There are no particular procedures for the early resolution of criminal law offences before trial. If the tax authorities find that a penalty tax is the appropriate penalty, the matter can be settled without commencing court proceedings provided that the taxpayer accepts the decision of the tax authorities or the Tax Appeal Board.
Format of the hearing/trial
All trials, both civil and criminal, are normally held in public, including those concerning tax matters. If certain conditions are met, the court can decide to hold a hearing behind closed doors. The protection of a taxpayer's business secrets or know-how may justify a closed hearing.
As a general rule in civil cases, trials must be postponed where a party fails to attend a hearing but has a valid excuse for their non-attendance. If a party fails to attend a hearing but does not have a valid excuse, the counterparty can demand a judgment by default provided that certain conditions are met. When a judgment by default is delivered, the party who fails to attend can request a retrial. If the party has a valid excuse for not attending, then a retrial is likely, but it is not likely if they do not have a valid excuse for not attending.
The general rule in criminal cases is that the case can only be tried if the defendant is in attendance. However, an important exception to this rule applies where the prosecuting authority is requesting a penalty of less than one year's imprisonment. In this instance, the trial can proceed in the absence of the defendant where the court finds that either:
The defendant's presence is not necessary to obtain an adequate description of the relevant facts of the case.
It is more likely than not that the defendant does not have a valid excuse for his absence from the trial.
Role of the judge/arbitrator/tribunal members
Civil tax litigation
The judge's role is to pass a verdict based on the evidence presented to the court during the proceedings.
At first instance, the district court usually consists of one presiding judge. At second instance, the Court of Appeal usually consists of three judges. The final appeal court, the Supreme Court, consists of five judges.
At each level, the court can be comprised of judges who are experts or laymen.
Criminal tax litigation
The judge's role is the same as for civil tax litigation (see above, Civil tax litigation).
At first instance, the district court usually consists of one presiding judge and two lay judges. At second instance, the Court of Appeal usually consists of three judges. At an appeal hearing that includes the assessment of evidence in relation to the issue of guilt, or a decision concerning a penalty for a felony punishable under statute by imprisonment for a term exceeding six years, the Court of Appeal will sit with four lay judges in addition to the three judges. The final appeal court, the Supreme Court, consists of five judges.
Commencement of proceedings: civil law
Where an appeal is being made from a decision of the Tax Office, an appeal to the Tax Appeal Board must be made within three weeks from the date that the taxpayer receives the decision of the Tax Office. There are no other specific formal requirements.
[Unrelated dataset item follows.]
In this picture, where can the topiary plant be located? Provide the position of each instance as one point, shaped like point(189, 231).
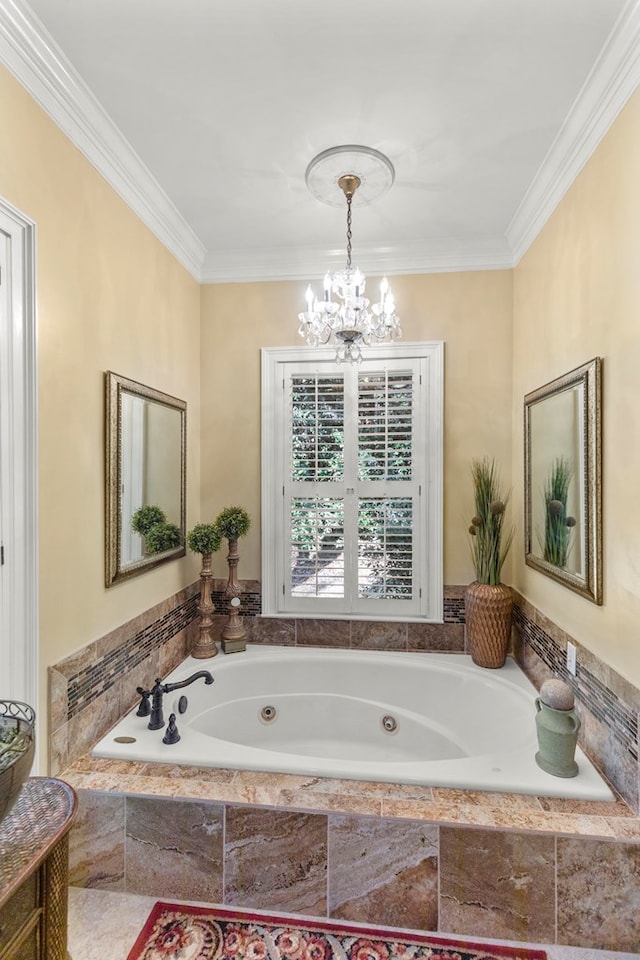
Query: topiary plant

A taxpayer can bring his case to the court either directly or from the Tax Office or he can choose to appeal to the Tax Appeal Board first. If the case is not appealed to the Tax Appeal Board the appeal to the court must be made within six months from the date that the Tax Office issued its decision. If the taxpayer chooses to appeal the case to the Tax Appeal Board, the appeal to court must be made within six months after the Tax Appeal Board issued its decision.
To commence tax litigation proceedings, the taxpayer must submit a writ of summons to the court. The court will then order the tax authorities (that is, the state) to submit a defence in response to the writ of summons.
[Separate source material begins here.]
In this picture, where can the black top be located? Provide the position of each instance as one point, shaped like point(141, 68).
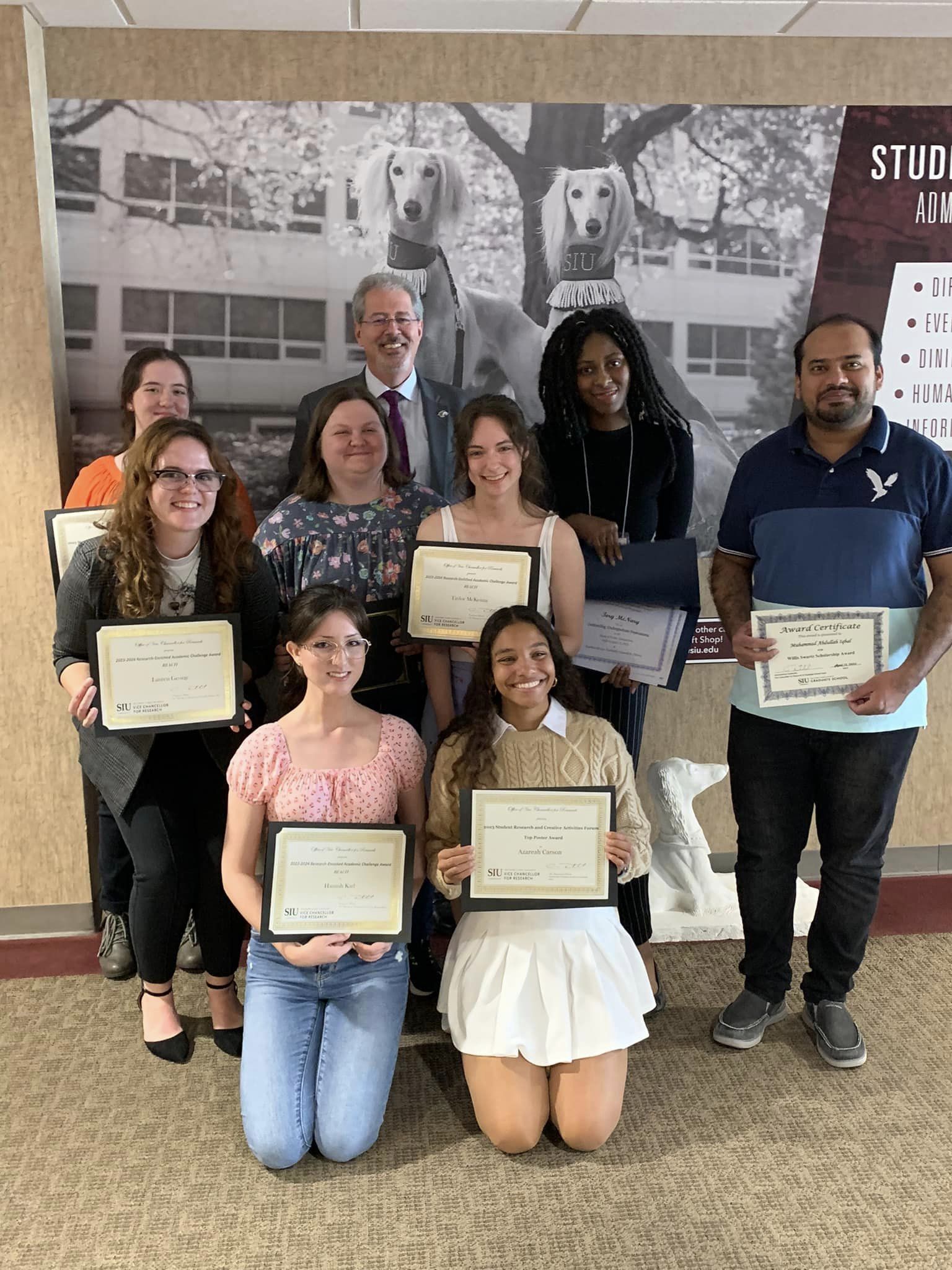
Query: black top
point(659, 502)
point(115, 762)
Where a taxpayer wishes to appeal a court ruling to either the Court of Appeal or the Supreme Court, the taxpayer must submit the appeal within one month from the date that the court judgment is served to the taxpayer.
An appeal to the Tax Appeal Board is free of charge. The commencement of court proceedings requires the payment of a fee, the amount of which will be determined by the court on a case-by-case basis. To provide a general indication of fees, the basis of calculation is a legal fee of NOK1,025, which is multiplied by a number which reflects the complexity of the case.
The law requires that the taxpayer must pay the tax that has been assessed as due by the Tax Office. There are currently ongoing discussions to change this requirement. However, a taxpayer can make an application to the Tax Collection Office (the body responsible for collecting tax on behalf of the tax authorities) to have the tax payment that is due postponed where the taxpayer is appealing the Tax Office's decision. Lately, postponements have regularly been granted where a taxpayer appeals a decision of the Tax Office. The extension will most often be extended if the Tax Appeal Board's decision is later appealed to the court.
If payment is postponed and the taxpayer loses the appeal, interest accrues until payment is made. No other penalty is imposed as a result of the postponement.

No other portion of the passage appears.